San Diego’s Solekai Moves to Catch Wave of Smart Grid Software Development
Solekai Systems was founded in 2002, and quickly became one of San Diego’s fastest-growing privately held companies. By specializing in digital video software development and engineering services (set-top boxes and related hardware) for customers like Sony Electronics, TiVo, Pioneer, and DirectTV, Solekai’s revenue soared by 1,536 percent from 2003 to 2006—to $18.2 million.
That was enough to land Solekai on Inc. magazine’s 2007 list of the 500 fastest-growing private companies, but Solekai founder and president Martin Caniff has become more circumspect since then. Nowadays Solekai executives say the company’s revenue falls somewhere between $20 million and $100 million a year. Today digital video development still accounts for roughly 70 percent of Solekai’s work, and vice president of engineering Tim McConnell says the company’s software is running in more than 50 million devices. But Caniff and longtime friend Marco Thompson, who joined Solekai as CTO in February, tell me they are now targeting a huge new opportunity for exponential growth that’s ideally suited for the company’s 75 employees.
It’s called the smart grid.
To Thompson, who helped start and run CommNexus, the San Diego telecom industry trade group, and who also co-founded Express Ventures, an early stage venture capital firm, the smart grid is “like a new hunting territory for a new San Diego sub-industry.”
Most people don’t understand what the smart grid is, and the definitions tend to get bogged down with IT buzzwords and acronyms. Still, it represents a transformation nearly as fundamental as rural electrification was 70 years ago. (We have organized a panel to explain just how fundamental the changes will be at the Xconomy Forum: The Rise of Smart Energy that is set for Tuesday June 8 at UC San Diego.) The smart grid basically calls for overhauling the existing power grid in ways that add sensors and two-way communications to the electric power distribution system, enabling grid operators to give a network ID to every component on the grid, including every electric meter, transformer, and circuit-breaker—and to use advanced IT and data management tools to operate the power grid more efficiently.
Thompson sees millions of new electronic components as part of this transformation. They include smart meters; home energy use display screens; appliances; wireless devices; capacitor bank controllers; and all the switches, routers, and servers needed to create smart grid network architecture. Thompson says that overhauling the grid will necessitate two types of software development—the traditional enterprise-level work done by the Accentures and Booz Allen Hamiltons of the world—and the kind of development needed to integrate all the embedded, consumer-facing devices that utilities are installing as part of the smart grid. “Embedded is much harder than enterprise,” Thompson says, “but we do both.”
Thompson has been working energetically to focus Solekai’s internal resources on the emerging opportunities in smart grid development. When Thompson joined Solekai, Caniff said in a statement, “Marco has shown an ability to lead in two areas critical to the future of Solekai. One is keeping ahead of the curve on the technology that goes into complex consumer devices. Second is his understanding of large market shifts regarding technological changes over time.”

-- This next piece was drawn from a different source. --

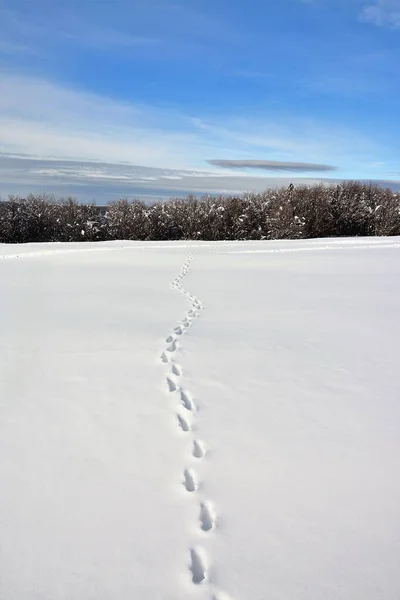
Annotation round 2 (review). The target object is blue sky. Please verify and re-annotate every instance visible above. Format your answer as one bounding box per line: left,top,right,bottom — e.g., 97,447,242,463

Thompson also has been working to energize San Diego’s broader high-tech community about potential smart grid business opportunities, chiefly by hosting briefings on technology innovations and other areas of development.
For example, Roberto Aiello of Liberty Lake,WA-based Itron, gave a briefing yesterday on a thicket of technical standards that are being imposed on smart grid developers. “It’s a standards engineer’s wet dream,” says Aiello, explaining that a smart grid framework for standards under development by the National Institute of Standards and Technology (NIST) so far calls for 16 initial specifications, with nine additional specs likely and another 15 under evaluation. Understand, Aiello says, that each single specification, like the IEEE 802 wireless standard for local area networks and metropolitan area networks, probably encompasses a family of 50 particular broadcast layers, such as 802.11, 802.15.1, and 802.15.4.
Yet the stakes are high enough to make it worthwhile. Aiello, who was previously the founder and CTO of San Diego’s Staccato Communications, estimates that the global annual market for smart meters alone is $3.9 billion—with a compound annual growth rate of 19 percent over the next five years.
“Smart grid communications are definitely where the Internet was 20 years ago,” Aiello says. “The only difference is that 100 percent of the houses need to be connected, the components need to last 20 years, and if something fails, people die.”